Le maraîchage écologique se base sur une plus grande biodiversité que l’agriculture conventionnelle. Il n’hésite pas à cultiver diverses espèces et variétés de plantes.

Elles peuvent être cultivées selon différents procédés, comme par exemple : la culture sur buttes, sous abri, en plein champs, etc. Ces méthodes permettent une meilleure gestion du sol et du climat, ce qui augmente le rendement et la productivité pour les productions hors saison ou dans des zones difficiles.

Les principaux avantages que l’on confère au maraîchage écologique sont les mêmes que pour d’autres techniques de production plus respectueuse de l’environnement, à savoir :



  • Meilleure fertilité des sols
  • Réduction de l’utilisation d’intrants
  • Diminution du travail du sol
  • Réduction de l’érosion
  • Meilleure résilience des cultures
  • Plus grande stabilité économique

Les ravageurs sont toujours présents dans le maraîchage écologique, mais les agriculteurs savent adapter leurs méthodes de production. Rien ne vaut un exemple pour mieux comprendre!

L’exemple du push-pull

Le push-pull est une méthode de stimulo dissuasion qui a d’abord été développée sur le maïs en Afrique par l’International Centre of Insect Physiology and Ecology.

Cette méthode est principalement utilisée en Afrique orientale et australe, pour faire face aux parasites du maïs.

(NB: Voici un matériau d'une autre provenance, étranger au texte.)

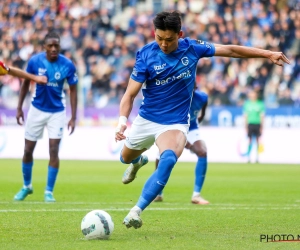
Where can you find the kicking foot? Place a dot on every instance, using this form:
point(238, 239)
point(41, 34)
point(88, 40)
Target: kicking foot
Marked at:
point(48, 197)
point(133, 219)
point(158, 198)
point(130, 173)
point(199, 200)
point(23, 193)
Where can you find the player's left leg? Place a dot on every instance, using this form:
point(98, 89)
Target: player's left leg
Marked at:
point(171, 144)
point(34, 127)
point(53, 168)
point(27, 165)
point(257, 137)
point(199, 148)
point(136, 161)
point(55, 127)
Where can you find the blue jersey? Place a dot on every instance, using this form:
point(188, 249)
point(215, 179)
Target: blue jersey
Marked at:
point(169, 79)
point(198, 101)
point(50, 97)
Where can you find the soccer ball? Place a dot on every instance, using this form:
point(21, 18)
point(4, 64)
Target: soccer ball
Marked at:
point(97, 224)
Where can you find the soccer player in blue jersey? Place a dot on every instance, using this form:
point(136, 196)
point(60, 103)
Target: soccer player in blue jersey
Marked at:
point(195, 145)
point(47, 109)
point(165, 70)
point(13, 71)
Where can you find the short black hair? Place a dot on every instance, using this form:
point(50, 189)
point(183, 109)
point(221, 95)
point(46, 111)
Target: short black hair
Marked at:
point(52, 34)
point(168, 21)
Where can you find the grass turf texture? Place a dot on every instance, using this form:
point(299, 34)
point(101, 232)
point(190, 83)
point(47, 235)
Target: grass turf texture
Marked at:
point(247, 200)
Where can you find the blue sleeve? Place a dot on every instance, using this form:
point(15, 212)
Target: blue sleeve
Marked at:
point(72, 77)
point(139, 72)
point(203, 49)
point(201, 97)
point(30, 67)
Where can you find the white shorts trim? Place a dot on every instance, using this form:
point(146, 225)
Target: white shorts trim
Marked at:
point(143, 133)
point(37, 120)
point(193, 136)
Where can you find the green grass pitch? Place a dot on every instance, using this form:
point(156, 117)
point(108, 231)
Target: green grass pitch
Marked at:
point(247, 200)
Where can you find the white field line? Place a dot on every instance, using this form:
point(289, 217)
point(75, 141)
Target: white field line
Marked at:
point(149, 209)
point(16, 203)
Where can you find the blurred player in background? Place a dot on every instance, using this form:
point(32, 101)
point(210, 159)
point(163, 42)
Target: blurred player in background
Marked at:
point(13, 71)
point(196, 145)
point(47, 109)
point(254, 111)
point(165, 70)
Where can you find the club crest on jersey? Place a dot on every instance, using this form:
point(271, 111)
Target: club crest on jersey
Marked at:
point(41, 71)
point(57, 75)
point(159, 68)
point(185, 61)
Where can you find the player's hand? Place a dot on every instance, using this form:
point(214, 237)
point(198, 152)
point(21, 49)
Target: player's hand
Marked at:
point(3, 69)
point(41, 79)
point(71, 126)
point(120, 129)
point(278, 58)
point(188, 145)
point(20, 115)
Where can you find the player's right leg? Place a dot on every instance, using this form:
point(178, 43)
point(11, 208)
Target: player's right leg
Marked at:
point(199, 148)
point(27, 164)
point(34, 128)
point(140, 138)
point(171, 144)
point(159, 197)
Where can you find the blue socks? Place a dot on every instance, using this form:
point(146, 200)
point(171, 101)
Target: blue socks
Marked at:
point(27, 172)
point(200, 172)
point(52, 173)
point(158, 179)
point(133, 162)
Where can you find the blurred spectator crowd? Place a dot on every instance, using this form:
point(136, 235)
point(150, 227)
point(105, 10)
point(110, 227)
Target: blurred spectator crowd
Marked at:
point(102, 39)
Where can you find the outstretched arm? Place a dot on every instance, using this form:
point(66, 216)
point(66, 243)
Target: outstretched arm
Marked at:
point(126, 104)
point(250, 52)
point(13, 71)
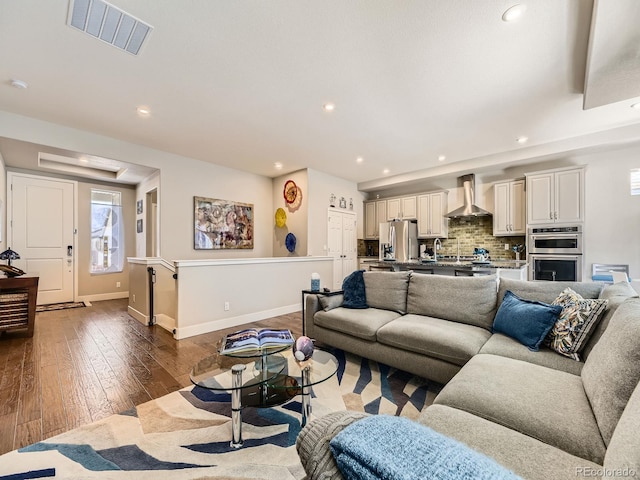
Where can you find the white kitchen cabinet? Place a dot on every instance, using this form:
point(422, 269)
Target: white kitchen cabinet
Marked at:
point(555, 196)
point(432, 208)
point(370, 220)
point(404, 208)
point(375, 212)
point(342, 244)
point(509, 217)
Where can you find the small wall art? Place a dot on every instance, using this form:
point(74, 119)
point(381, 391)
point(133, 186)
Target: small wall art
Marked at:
point(222, 224)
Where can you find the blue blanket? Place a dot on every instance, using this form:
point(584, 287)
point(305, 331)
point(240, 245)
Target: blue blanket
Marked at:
point(385, 447)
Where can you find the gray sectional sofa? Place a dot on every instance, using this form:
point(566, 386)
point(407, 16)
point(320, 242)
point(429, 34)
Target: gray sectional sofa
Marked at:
point(540, 414)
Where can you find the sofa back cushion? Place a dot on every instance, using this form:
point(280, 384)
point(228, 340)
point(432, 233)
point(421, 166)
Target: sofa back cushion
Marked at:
point(616, 294)
point(612, 370)
point(387, 290)
point(470, 300)
point(546, 292)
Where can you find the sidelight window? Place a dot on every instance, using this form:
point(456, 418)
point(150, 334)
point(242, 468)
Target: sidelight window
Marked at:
point(635, 181)
point(107, 232)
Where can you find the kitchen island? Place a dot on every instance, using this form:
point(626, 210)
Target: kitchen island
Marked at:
point(447, 266)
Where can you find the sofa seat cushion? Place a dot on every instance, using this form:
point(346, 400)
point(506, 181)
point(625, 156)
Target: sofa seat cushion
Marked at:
point(616, 295)
point(361, 323)
point(387, 290)
point(548, 405)
point(506, 346)
point(450, 341)
point(624, 447)
point(526, 456)
point(612, 370)
point(470, 300)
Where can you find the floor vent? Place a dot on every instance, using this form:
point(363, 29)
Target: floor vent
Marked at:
point(109, 24)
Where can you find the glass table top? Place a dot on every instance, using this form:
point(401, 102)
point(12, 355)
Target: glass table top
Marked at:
point(280, 370)
point(214, 372)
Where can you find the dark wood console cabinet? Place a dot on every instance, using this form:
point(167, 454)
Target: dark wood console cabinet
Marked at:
point(18, 297)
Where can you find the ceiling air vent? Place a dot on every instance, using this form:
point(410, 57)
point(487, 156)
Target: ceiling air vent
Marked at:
point(109, 24)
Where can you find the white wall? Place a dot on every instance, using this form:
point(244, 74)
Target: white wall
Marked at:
point(182, 178)
point(255, 289)
point(3, 206)
point(148, 185)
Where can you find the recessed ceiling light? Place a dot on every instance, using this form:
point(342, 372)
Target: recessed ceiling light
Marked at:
point(511, 14)
point(19, 84)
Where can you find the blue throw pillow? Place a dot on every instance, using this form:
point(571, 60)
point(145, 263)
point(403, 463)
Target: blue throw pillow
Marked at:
point(527, 321)
point(354, 294)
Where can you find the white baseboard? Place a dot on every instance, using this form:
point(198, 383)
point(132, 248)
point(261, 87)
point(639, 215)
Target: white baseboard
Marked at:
point(141, 317)
point(102, 296)
point(166, 322)
point(192, 330)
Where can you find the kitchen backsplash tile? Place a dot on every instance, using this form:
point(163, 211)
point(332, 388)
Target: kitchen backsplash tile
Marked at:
point(475, 232)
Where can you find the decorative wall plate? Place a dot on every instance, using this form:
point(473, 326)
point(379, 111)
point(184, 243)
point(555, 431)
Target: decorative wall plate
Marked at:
point(281, 218)
point(290, 191)
point(290, 242)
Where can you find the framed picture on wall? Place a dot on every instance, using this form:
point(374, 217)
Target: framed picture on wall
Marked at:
point(222, 224)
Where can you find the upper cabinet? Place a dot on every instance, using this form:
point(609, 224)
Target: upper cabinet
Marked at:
point(402, 208)
point(432, 208)
point(555, 196)
point(509, 217)
point(375, 212)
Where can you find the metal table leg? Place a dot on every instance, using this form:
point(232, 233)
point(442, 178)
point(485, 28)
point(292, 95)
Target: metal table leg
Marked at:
point(306, 397)
point(236, 406)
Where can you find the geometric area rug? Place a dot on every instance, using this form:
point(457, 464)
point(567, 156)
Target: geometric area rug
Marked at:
point(185, 434)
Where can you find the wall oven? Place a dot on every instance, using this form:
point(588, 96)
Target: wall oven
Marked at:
point(555, 253)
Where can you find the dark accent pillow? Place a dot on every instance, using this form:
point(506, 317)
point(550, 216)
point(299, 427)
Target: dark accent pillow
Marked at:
point(527, 321)
point(354, 292)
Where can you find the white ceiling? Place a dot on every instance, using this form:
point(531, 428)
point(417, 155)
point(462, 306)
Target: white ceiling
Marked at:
point(242, 83)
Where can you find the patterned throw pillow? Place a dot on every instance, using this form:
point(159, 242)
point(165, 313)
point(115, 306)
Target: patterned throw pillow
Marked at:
point(575, 324)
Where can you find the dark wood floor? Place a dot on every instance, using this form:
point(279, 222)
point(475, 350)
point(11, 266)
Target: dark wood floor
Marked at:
point(84, 364)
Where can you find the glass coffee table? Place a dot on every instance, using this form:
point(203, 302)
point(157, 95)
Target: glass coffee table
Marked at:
point(263, 379)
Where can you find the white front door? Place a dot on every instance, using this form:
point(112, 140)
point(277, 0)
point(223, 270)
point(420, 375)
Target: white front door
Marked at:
point(41, 230)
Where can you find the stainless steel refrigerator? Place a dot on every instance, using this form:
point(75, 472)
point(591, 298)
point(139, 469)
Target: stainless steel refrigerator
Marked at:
point(399, 240)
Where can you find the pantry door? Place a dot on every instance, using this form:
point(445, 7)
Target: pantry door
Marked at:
point(42, 231)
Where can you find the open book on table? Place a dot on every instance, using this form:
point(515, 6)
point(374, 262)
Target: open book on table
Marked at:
point(253, 339)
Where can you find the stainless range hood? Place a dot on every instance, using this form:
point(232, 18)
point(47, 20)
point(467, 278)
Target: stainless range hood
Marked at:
point(469, 208)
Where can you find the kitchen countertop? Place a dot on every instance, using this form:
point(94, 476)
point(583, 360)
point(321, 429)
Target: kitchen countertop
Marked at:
point(511, 264)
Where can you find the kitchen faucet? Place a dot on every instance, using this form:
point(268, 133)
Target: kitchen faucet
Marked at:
point(436, 242)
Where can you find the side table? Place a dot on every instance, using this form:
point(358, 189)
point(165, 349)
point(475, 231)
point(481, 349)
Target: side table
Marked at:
point(316, 292)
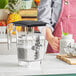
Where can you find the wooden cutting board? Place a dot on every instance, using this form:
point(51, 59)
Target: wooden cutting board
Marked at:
point(67, 59)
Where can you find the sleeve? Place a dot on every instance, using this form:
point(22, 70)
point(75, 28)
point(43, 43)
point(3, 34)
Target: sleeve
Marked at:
point(44, 13)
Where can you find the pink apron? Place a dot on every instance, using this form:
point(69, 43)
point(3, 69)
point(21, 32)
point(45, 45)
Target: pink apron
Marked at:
point(68, 19)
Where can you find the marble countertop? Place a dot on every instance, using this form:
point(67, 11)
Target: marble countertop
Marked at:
point(50, 65)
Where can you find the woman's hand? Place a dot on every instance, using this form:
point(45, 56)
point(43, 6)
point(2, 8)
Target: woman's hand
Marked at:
point(52, 40)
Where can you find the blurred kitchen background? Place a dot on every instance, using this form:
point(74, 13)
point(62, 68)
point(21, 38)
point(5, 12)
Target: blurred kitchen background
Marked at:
point(11, 11)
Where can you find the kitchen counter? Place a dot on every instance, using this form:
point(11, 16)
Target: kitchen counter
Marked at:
point(50, 65)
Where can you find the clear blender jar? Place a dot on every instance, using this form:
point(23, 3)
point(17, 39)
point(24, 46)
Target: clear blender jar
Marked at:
point(31, 43)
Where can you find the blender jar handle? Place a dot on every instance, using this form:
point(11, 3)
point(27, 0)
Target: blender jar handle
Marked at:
point(9, 35)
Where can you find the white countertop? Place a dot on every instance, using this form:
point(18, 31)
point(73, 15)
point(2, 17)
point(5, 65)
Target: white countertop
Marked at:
point(51, 65)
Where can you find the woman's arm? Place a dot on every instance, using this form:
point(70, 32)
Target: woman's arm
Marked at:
point(44, 14)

Les foreurs de tiges (parasites) endommagent les cultures de maïs et diminuent en conséquence leurs rendements.

Le procédé push-pull offre une solution écologique à ce problème. Cela consiste à repousser les foreurs de tiges grâce à des plantes répulsives (push) et à les attirer en bordure des parcelles cultivées grâce à des plantes pièges (pull). Cela permet également d’attirer les auxiliaires afin qu’ils s’attaquent aux ravageurs. Un équilibre écologique se met donc en place.

Cette méthode se base sur une observation et une compréhension de l’écosystème.

Les foreurs de tiges ont la particularité de pondre leurs œufs à l’intérieur des tiges de maïs. Mais à choisir, ces ravageurs vont préférer laisser leurs œufs dans certaines graminées. Planter du napier, ou herbe à éléphant, autour des champs de maïs a donc eu l’effet espéré : les ravageurs sont venus pondre dans le napier.




Après l’éclosion, les larves se sont donc régalées de cette plante en épargnant le maïs. En plus de cela, l’herbe à éléphant sécrète une matière gluante qui prend au piège les foreurs. Afin d’être certain que les ravageurs n’allaient plus pondre dans le maïs, les scientifiques à l’origine du push-pull ont également planté du desmodium dans les champs de maïs. Cette légumineuse produit une odeur qui repoussent les foreurs. Les chercheurs s’assurent ainsi que ces derniers iront pondre dans le napier.

Le maraîchage écologique nécessite des solutions au cas par cas. Il ne s’agit plus d’appliquer les mêmes solutions à tous les terrains et toutes les cultures. Un changement de vision est donc nécessaire si l’on veut davantage développer des techniques de production plus respectueuses de l’environnement.